The BBC named a video codec Dirac in his honor. An asteroid discovered in 1983 was named after him. The Distributed Research utilising Advanced Computing (DiRAC) and Dirac software are also named in his honor.

Dirac is often compared to Isaac Newton, James Clerk Maxwell, and Albert Einstein. Einstein wrote that Dirac provided the most logically perfect explanation of quantum mechanics. On the 100th anniversary of Dirac’s birth, Richard Dalitz stated that Dirac’s work became more important over time, and physicists use daily the ideas and equations he developed.
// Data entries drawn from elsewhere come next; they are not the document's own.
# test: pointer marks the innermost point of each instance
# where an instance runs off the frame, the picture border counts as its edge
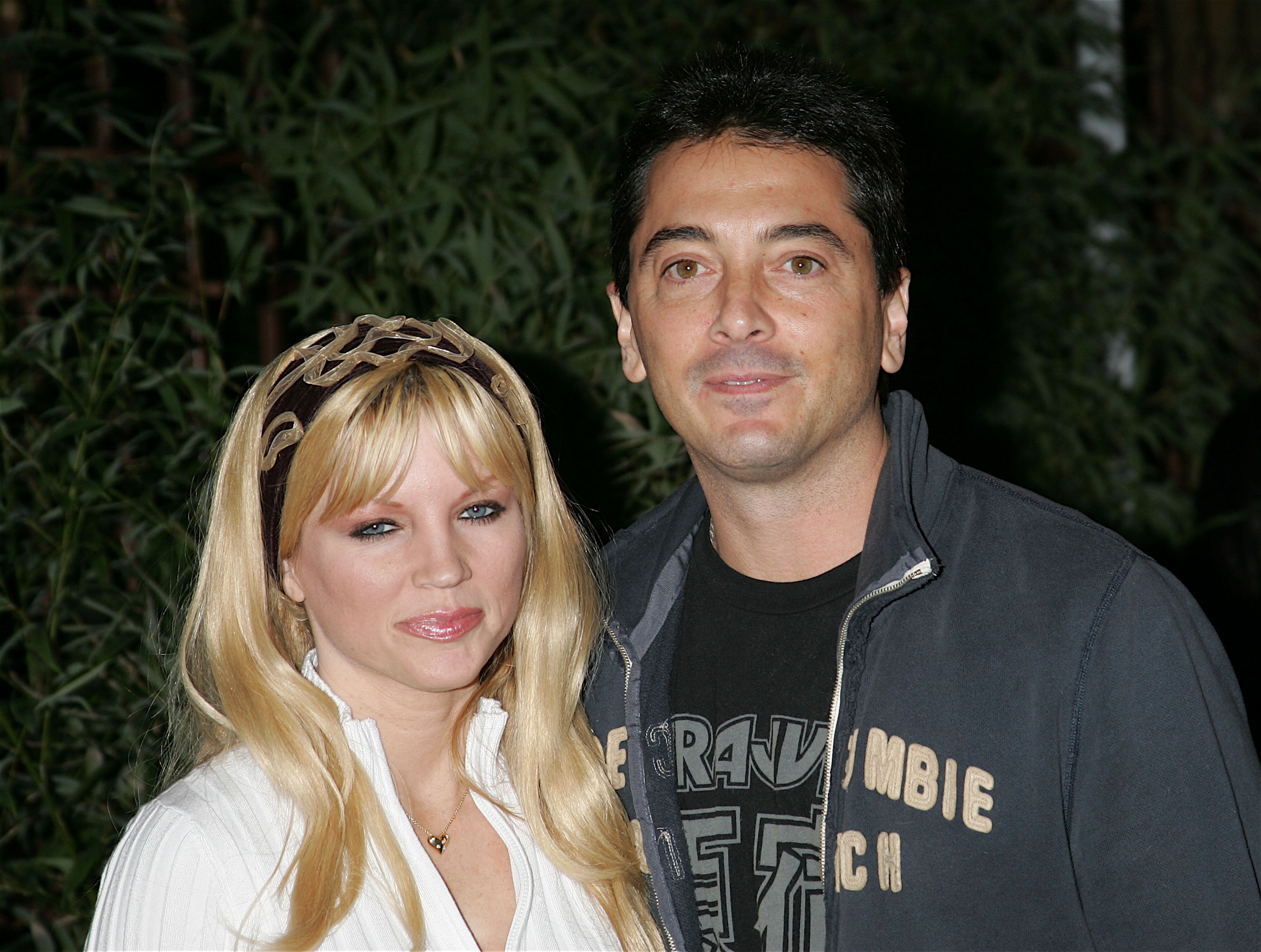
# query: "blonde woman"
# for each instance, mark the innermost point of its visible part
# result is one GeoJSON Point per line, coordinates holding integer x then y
{"type": "Point", "coordinates": [384, 661]}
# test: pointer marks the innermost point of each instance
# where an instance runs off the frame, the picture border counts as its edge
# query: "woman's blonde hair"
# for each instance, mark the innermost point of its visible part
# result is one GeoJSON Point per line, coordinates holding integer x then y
{"type": "Point", "coordinates": [245, 642]}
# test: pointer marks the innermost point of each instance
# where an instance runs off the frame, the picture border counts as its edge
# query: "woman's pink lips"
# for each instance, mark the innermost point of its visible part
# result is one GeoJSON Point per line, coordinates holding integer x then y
{"type": "Point", "coordinates": [443, 626]}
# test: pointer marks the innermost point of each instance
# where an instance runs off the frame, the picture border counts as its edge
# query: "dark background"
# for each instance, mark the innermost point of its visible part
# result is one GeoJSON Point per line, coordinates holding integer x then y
{"type": "Point", "coordinates": [190, 187]}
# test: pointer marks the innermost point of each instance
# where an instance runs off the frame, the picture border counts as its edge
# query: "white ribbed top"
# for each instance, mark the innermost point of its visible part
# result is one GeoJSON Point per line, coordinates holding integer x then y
{"type": "Point", "coordinates": [192, 865]}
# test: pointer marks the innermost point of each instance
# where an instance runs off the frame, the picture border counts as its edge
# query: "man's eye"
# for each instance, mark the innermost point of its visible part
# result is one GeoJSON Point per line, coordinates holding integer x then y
{"type": "Point", "coordinates": [802, 265]}
{"type": "Point", "coordinates": [684, 269]}
{"type": "Point", "coordinates": [482, 511]}
{"type": "Point", "coordinates": [377, 527]}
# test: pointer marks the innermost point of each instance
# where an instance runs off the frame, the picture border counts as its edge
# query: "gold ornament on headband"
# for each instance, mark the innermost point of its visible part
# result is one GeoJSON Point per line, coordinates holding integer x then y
{"type": "Point", "coordinates": [312, 370]}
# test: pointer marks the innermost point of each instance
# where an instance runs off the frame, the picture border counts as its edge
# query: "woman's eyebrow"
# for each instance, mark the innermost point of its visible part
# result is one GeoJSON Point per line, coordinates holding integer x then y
{"type": "Point", "coordinates": [679, 232]}
{"type": "Point", "coordinates": [809, 230]}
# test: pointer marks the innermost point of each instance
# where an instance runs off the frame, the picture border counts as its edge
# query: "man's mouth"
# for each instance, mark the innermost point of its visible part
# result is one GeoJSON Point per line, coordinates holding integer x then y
{"type": "Point", "coordinates": [742, 384]}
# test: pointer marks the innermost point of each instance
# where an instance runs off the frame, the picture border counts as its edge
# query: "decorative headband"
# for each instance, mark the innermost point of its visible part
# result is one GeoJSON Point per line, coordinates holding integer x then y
{"type": "Point", "coordinates": [312, 370]}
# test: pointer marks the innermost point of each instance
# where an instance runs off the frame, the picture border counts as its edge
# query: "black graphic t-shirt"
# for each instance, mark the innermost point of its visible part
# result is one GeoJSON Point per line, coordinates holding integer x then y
{"type": "Point", "coordinates": [751, 694]}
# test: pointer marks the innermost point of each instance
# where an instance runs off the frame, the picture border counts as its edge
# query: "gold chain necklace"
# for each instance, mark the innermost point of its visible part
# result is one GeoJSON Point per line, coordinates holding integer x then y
{"type": "Point", "coordinates": [439, 840]}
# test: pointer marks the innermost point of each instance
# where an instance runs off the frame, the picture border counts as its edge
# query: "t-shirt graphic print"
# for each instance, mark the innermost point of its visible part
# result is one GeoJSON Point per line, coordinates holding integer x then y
{"type": "Point", "coordinates": [751, 690]}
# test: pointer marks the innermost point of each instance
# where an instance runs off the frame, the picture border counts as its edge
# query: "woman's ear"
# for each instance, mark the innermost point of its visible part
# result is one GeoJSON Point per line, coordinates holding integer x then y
{"type": "Point", "coordinates": [289, 583]}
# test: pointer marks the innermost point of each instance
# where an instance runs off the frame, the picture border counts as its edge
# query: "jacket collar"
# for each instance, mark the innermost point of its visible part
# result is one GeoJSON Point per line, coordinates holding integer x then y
{"type": "Point", "coordinates": [908, 498]}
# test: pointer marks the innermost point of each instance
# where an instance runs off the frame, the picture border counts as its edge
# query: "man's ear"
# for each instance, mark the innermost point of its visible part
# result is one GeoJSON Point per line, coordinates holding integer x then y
{"type": "Point", "coordinates": [897, 308]}
{"type": "Point", "coordinates": [290, 584]}
{"type": "Point", "coordinates": [632, 364]}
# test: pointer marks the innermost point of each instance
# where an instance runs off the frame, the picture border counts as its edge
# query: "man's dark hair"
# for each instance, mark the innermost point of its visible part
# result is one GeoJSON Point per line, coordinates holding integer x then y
{"type": "Point", "coordinates": [775, 100]}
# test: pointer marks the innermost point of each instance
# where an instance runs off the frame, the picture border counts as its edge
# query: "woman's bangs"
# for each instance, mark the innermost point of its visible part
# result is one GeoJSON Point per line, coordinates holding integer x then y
{"type": "Point", "coordinates": [375, 447]}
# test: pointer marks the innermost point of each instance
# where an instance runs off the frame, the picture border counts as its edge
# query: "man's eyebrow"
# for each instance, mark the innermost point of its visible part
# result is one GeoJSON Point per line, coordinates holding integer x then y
{"type": "Point", "coordinates": [683, 232]}
{"type": "Point", "coordinates": [810, 230]}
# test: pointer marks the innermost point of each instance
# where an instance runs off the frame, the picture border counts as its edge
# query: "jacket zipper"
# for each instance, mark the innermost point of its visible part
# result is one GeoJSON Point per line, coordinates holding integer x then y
{"type": "Point", "coordinates": [916, 572]}
{"type": "Point", "coordinates": [626, 699]}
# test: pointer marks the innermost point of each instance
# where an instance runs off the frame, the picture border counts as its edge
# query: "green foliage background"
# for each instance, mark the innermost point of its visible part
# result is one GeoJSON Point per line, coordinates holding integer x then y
{"type": "Point", "coordinates": [374, 156]}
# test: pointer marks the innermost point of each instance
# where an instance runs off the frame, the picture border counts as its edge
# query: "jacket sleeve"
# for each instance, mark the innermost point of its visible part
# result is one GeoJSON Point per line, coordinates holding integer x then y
{"type": "Point", "coordinates": [162, 889]}
{"type": "Point", "coordinates": [1163, 794]}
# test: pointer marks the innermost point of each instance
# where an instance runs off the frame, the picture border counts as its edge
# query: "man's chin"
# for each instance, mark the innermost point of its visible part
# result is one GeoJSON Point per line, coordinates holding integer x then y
{"type": "Point", "coordinates": [752, 457]}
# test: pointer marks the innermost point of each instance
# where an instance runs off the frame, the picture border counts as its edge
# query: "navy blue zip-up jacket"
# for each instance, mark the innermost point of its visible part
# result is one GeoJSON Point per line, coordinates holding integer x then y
{"type": "Point", "coordinates": [1037, 741]}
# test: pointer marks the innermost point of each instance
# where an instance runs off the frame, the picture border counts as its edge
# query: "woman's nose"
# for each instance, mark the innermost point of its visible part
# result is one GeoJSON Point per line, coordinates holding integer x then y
{"type": "Point", "coordinates": [438, 562]}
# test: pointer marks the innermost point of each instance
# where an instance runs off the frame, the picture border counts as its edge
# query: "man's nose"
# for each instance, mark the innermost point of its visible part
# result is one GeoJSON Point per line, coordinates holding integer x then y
{"type": "Point", "coordinates": [742, 316]}
{"type": "Point", "coordinates": [438, 560]}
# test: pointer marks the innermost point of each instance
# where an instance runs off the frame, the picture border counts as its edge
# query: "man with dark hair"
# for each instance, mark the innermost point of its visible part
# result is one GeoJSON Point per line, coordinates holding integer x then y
{"type": "Point", "coordinates": [857, 695]}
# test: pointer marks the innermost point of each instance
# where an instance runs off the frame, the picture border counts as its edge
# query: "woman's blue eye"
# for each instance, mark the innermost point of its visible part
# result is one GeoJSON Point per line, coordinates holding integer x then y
{"type": "Point", "coordinates": [482, 511]}
{"type": "Point", "coordinates": [370, 530]}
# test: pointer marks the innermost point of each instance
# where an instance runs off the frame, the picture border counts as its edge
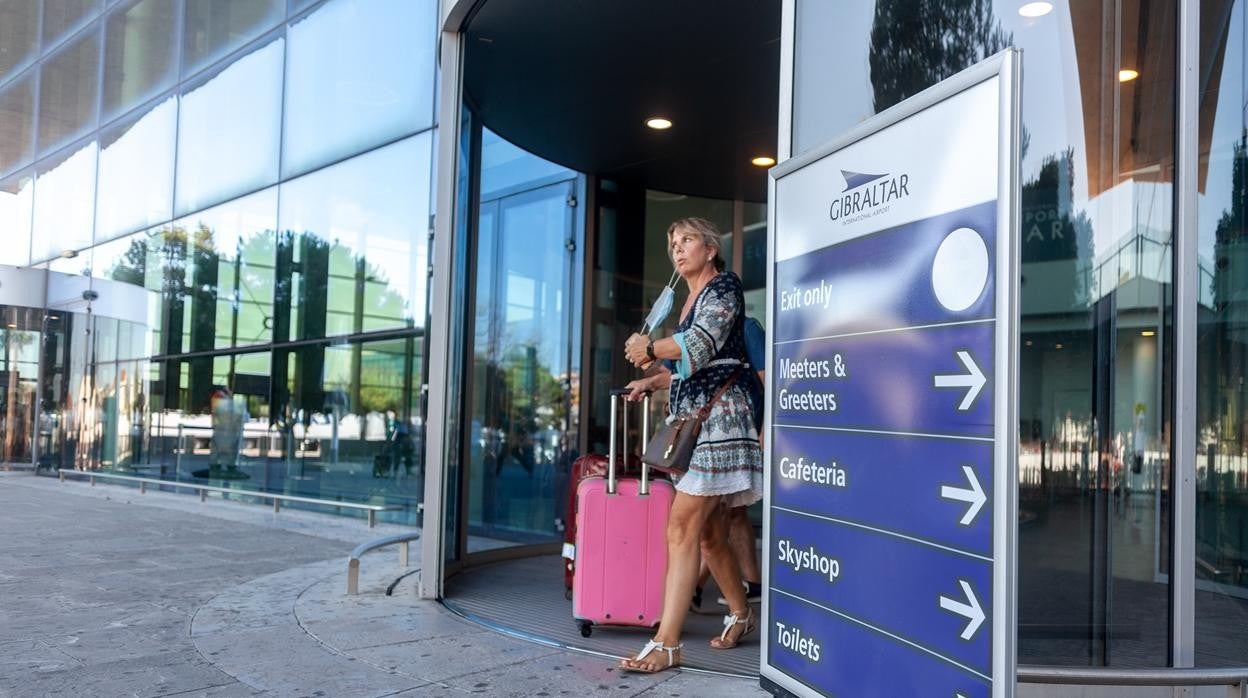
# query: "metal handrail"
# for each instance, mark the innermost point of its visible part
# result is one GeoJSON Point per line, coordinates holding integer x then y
{"type": "Point", "coordinates": [371, 510]}
{"type": "Point", "coordinates": [353, 560]}
{"type": "Point", "coordinates": [1236, 679]}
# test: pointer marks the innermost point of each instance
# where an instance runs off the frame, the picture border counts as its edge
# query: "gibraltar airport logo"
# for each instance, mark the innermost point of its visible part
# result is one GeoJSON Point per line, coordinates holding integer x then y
{"type": "Point", "coordinates": [867, 195]}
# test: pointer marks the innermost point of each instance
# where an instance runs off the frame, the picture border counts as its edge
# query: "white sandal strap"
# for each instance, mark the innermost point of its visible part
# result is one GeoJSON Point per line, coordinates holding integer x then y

On a scale created by Lev Landau to measure the genius and productivity of physicists, with 0 being the highest, Dirac was ranked 1, along with other pioneers of quantum mechanics like Erwin Schrödinger and Werner Heisenberg. John Polkinghorne wrote that Dirac was the greatest theoretical physicist he knew personally. He also noted that Dirac’s strong moral character and modest nature made him an inspiring and respected figure in science.

Books

• The Principles of Quantum Mechanics (1930): This book explains the ideas of quantum mechanics using the modern method that Dirac helped create. At the end of the book, he also describes the relativistic theory of the electron, known as the Dirac equation, which he developed. This work does not mention other books about quantum mechanics that were available at the time.
• Lectures on Quantum Mechanics (1966): Much of this book focuses on how quantum mechanics works in curved space-time.
• Lectures on Quantum Field Theory (1966): This book introduces the basics of quantum field theory using the Hamiltonian formalism.
• Spinors in Hilbert Space (1974): This book, based on lectures given in 1969 at the University of Miami, explains the basics of spinors starting with a real Hilbert space formalism.
• General Theory of Relativity (1975): Based on Dirac's 1975 lectures at Florida State University, this 69-page book describes Einstein's general theory of relativity.